Буэнос-Айрес с высоты птичьего полета представлял собой потрясающее зрелище. Но едва я ступил на землю, как все раздирающие меня чувства успокоились и теперь я ощущал лишь тупую, ноющую боль. Я не боялся. Не было даже ностальгии. Да и радости по возвращении сюда после шести лет отсутствия я не испытывал. На мгновение на меня навалилось чувство вины: свою мать я не предупредил об отъезде. Во-первых, мне не хотелось терять время. К тому же не хотелось расстраивать мать, а она бы непременно расстроилась, узнав, что я находился в двадцати километрах от ее дома, но так и не заехал ее навестить. Лучше подождать июля, когда она, как обычно во все предыдущие годы, приедет навестить меня.

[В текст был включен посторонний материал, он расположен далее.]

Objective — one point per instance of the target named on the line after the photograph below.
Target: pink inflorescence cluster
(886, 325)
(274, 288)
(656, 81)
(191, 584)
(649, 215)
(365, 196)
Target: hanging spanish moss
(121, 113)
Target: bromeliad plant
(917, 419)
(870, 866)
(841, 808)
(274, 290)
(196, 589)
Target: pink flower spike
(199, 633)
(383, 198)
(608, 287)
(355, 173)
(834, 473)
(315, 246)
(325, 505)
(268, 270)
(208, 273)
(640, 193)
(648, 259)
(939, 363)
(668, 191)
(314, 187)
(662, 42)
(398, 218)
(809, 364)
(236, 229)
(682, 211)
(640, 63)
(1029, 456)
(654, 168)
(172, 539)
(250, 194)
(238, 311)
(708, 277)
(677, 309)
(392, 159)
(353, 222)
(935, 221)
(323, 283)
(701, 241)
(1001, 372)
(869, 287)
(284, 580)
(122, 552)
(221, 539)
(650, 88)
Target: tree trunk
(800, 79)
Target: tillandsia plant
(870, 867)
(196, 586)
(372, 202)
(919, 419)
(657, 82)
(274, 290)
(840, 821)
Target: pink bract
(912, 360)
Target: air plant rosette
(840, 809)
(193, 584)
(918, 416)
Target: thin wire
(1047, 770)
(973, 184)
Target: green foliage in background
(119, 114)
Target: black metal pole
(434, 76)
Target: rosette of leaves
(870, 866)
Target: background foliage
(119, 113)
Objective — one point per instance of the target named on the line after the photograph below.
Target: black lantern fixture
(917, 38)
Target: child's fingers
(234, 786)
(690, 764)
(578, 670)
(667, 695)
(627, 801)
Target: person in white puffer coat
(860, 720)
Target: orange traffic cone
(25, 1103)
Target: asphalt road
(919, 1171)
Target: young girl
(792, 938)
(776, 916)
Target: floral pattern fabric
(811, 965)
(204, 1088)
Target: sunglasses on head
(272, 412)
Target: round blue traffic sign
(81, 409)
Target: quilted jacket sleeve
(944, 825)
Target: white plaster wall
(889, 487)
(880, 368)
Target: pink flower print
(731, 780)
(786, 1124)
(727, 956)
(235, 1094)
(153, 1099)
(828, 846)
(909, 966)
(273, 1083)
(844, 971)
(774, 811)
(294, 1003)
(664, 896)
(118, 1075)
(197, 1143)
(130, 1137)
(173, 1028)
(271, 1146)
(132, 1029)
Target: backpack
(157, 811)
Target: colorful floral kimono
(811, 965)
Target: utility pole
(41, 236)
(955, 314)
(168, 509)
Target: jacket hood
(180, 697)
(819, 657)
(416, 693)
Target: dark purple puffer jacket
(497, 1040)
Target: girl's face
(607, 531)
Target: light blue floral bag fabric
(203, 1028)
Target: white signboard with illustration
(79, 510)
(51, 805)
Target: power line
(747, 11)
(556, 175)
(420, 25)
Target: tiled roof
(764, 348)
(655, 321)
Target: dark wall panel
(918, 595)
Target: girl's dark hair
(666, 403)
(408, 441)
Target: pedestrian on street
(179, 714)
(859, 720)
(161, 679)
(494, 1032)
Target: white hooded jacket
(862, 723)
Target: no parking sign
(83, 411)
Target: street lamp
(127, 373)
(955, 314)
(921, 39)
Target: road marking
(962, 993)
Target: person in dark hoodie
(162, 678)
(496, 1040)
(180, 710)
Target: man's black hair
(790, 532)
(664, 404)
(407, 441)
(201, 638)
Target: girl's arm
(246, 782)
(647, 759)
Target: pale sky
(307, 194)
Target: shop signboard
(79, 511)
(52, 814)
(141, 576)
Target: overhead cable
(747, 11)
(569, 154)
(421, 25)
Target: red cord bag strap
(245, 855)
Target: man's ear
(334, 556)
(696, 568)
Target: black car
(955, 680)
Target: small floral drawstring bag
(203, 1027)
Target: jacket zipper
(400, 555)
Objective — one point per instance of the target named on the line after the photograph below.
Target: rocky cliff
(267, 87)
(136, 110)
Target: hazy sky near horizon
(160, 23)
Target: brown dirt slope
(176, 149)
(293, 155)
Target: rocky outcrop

Таксист не придумал ничего лучше, как всю дорогу болтать о тупых англичанах, которые никогда не смогут завоевать Мальвины, даже если пригонят сюда все свои никчемные корабли. В конце концов я сухо оборвал его:
— Я прошу вас помолчать. Мне нужно отдохнуть. — И чтобы он не принял отсутствие интереса за предательство, я добавил: — Кроме того, я австриец.
Наступила тишина. Пока машина продвигалась вперед по Палермо, меня охватили воспоминания. Почти с удовлетворением я ощутил, что они причиняют мне боль. Меня напугала собственная холодность в последние часы. Может, поэтому я спросил себя, что там поделывает этот выродок Романо. Все еще жаждал уничтожить меня? И это был не самый пустяковый вопрос. От этого зависит, продолжать ли мне жить в Хухуе или нет. Но мне некому было задать этот вопрос. Баес умер в 1980-м. Тогда я не отважился приехать в Буэнос-Айрес, хотя после мести Моралеса и нападения, от которого я чудом спасся, прошло уже четыре года. Что я сделал, так это отправил длинное письмо сыну Баеса. Мне всегда казалось важным, чтобы дети узнавали, что действительно представляли из себя их родители. И кроме этого, без Баеса я чувствовал себя потерянным. Поэтому я решил, что с самолета поеду прямиком на прощание, с прощания на кладбище и с кладбища снова на самолет.